Het hof oordeelt dat de kredietgever, LaSer, zich moet houden aan de wettelijke vereisten van de Wck. Het hof heeft vastgesteld dat de ingebrekestelling die op 24 juni 2014 is betekend, voldoet aan de eisen van de wet. De appellanten waren op dat moment meer dan twee maanden in gebreke met hun betalingen. Het hof heeft de contante waarde van de lening opnieuw berekend en vastgesteld dat LaSer geen recht heeft op de kredietvergoeding over de resterende termijnen die nog niet vervallen waren op het moment van de algehele opeisbaarheid.

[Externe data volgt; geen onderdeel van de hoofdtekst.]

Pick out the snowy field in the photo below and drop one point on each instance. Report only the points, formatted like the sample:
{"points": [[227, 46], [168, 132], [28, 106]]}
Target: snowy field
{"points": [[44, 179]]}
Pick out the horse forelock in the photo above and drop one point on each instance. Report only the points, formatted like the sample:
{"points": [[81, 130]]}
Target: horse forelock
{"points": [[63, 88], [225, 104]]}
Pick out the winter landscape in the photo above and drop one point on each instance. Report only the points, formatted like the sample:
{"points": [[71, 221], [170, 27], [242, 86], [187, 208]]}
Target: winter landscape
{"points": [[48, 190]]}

De slotsom van het hof is dat het vonnis waarvan beroep gedeeltelijk wordt vernietigd en dat de appellanten worden veroordeeld tot betaling van een bedrag van € 21.802,46 aan LaSer, vermeerderd met wettelijke rente. De proceskosten in hoger beroep worden ook aan de appellanten opgelegd. Het hof heeft de uitspraak op 3 februari 2015 gedaan, waarbij de rechters de zaak in het openbaar hebben behandeld.

Uitspraak

GERECHTSHOF ’s-HERTOGENBOSCH

Afdeling civiel recht
zaaknummer HD 200.098.702/01
arrest van 3 februari 2015
in de zaak van

1.[appellant 1],

2.
[appellante 2],
beiden wonende te [woonplaats],
appellanten,
advocaat: mr. M. Harte te Terneuzen,
tegen
LaSer Nederland B.V.,
gevestigd te [vestigingsplaats],
geïntimeerde,
advocaat: mr. R.E. Koopman te 's-Hertogenbosch,
als vervolg op de door het hof gewezen tussenarresten van 27 mei 2014 en 11 november 2014 in het hoger beroep van het door de rechtbank Middelburg onder zaaknummer 79893/HA ZA 11-353 gewezen vonnis van 19 oktober 2011, dat is hersteld bij vonnis van 23 november 2011.

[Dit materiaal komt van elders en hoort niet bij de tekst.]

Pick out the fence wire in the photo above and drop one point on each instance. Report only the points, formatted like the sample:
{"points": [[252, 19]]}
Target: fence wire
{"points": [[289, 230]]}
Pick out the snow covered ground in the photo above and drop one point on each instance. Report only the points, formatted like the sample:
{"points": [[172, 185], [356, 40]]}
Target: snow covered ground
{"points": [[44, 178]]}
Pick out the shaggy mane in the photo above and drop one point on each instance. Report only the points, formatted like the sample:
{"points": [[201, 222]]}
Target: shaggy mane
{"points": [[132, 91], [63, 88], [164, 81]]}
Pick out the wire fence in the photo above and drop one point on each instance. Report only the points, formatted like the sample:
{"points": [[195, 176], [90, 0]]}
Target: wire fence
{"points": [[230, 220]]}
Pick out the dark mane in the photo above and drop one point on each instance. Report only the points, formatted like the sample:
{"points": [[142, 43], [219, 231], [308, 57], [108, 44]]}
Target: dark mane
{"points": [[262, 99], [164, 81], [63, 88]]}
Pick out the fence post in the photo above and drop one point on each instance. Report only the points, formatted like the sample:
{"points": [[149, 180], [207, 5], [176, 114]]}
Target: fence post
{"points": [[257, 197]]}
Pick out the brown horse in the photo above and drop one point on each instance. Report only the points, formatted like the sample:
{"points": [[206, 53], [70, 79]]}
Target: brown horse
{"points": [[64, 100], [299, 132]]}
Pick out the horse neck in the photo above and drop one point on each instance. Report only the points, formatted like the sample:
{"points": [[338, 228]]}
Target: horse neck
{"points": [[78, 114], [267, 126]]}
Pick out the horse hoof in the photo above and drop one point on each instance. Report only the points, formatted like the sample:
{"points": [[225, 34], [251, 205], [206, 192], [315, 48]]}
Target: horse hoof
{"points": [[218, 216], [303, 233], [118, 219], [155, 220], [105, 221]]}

9.Het verloop van de procedure

Het verloop van de procedure blijkt uit:
  • het tussenarrest van 11 november 2014;
  • de antwoordakte van [appellant 1].
Het hof heeft daarna een datum voor arrest bepaald.

10.De verdere beoordeling

10.1.
Bij genoemd tussenarrest zijn [appellanten c.s.] alsnog in de gelegenheid gesteld om een antwoordakte te nemen.
In reactie op de akte van LaSer merken [appellanten c.s.] in hun antwoordakte allereerst op dat het hof niet buiten de tussen partijen bestaande rechtsstrijd is getreden. Het hof dient ambtshalve te onderzoeken of de Wck van toepassing is, en indien dat het geval is, of in strijd is gehandeld met deze wet. Verder bestrijden [appellanten c.s.] het primaire standpunt van LaSer dat sprake is van de situatie van artikel 6:80 lid 1 sub b BW. Weliswaar hebben zij tijdelijk hun betalingsverplichtingen opgeschort in het kader van hun verweer tegen de vordering van LaSer (hangende deze procedure hebben [appellanten c.s.] 23 termijnen van € 327,90 niet voldaan), maar inmiddels betalen zij sedert november 2011 de overeengekomen maandtermijnen. Omdat van een onvoorwaardelijk niet-nakomen geen sprake is geweest, was volgens [appellanten c.s.] een ingebrekestelling nodig om gebruik te kunnen maken van vervroegde opeisbaarheid.
Ook het subsidiaire standpunt van LaSer dat de correspondentie tussen partijen als ingebrekestelling in de zin van de wet dient te worden aangemerkt is in de visie van [appellanten c.s.] onjuist.
[appellanten c.s.] erkennen dat het deurwaardersexploot van 24 juni 2014 wel voldoet aan de eisen die de wet aan een ingebrekestelling stelt, maar zij stellen dat vervolgens niet tot volledige opeising is gekomen.
Tot slot stellen [appellanten c.s.] dat per december 2009 van vervroegde opeising geen sprake kon zijn, zodat de per die datum berekende kredietvergoeding eveneens onjuist is.
10.2.
Het hof oordeelt als volgt.
10.2.1.
Artikel 33 Wck geeft een limitatieve opsomming van de gevallen waarin vervroegde opeisbaarheid van het door de kredietnemer verschuldigde mag worden overeengekomen en derogeert aan de algemene bepalingen omtrent opeisbaarheid van artikel 6:80 BW. Om te voorkomen dat de kredietgever de regels omtrent vervroegde opeising van artikel 33 Wck tracht te omzeilen, bepaalt artikel 44 Wck dat een kredietovereenkomst (behoudens hier niet ter zake doende uitzonderingen) enkel door tussenkomst van de rechter kan worden ontbonden.
Een kredietgever dient deze dwingendrechtelijke, ter bescherming van de consument gegeven, wettelijke regeling te respecteren. Niet alleen door haar algemene voorwaarden hiermee in overeenstemming te brengen, maar ook door deze wettelijke vereisten na te leven. Dat betekent dat irrelevant is dat [appellanten c.s.] niet het verweer hebben gevoerd dat niet is voldaan aan de vereisten van de Wck. Enkel is van belang dat [appellanten c.s.] in hoger beroep zijn opgekomen tegen de toewijzing van de vordering van LaSer, waardoor deze vordering door het hof, voor zoveel nodig ambtshalve, dient te worden beoordeeld.
10.2.2.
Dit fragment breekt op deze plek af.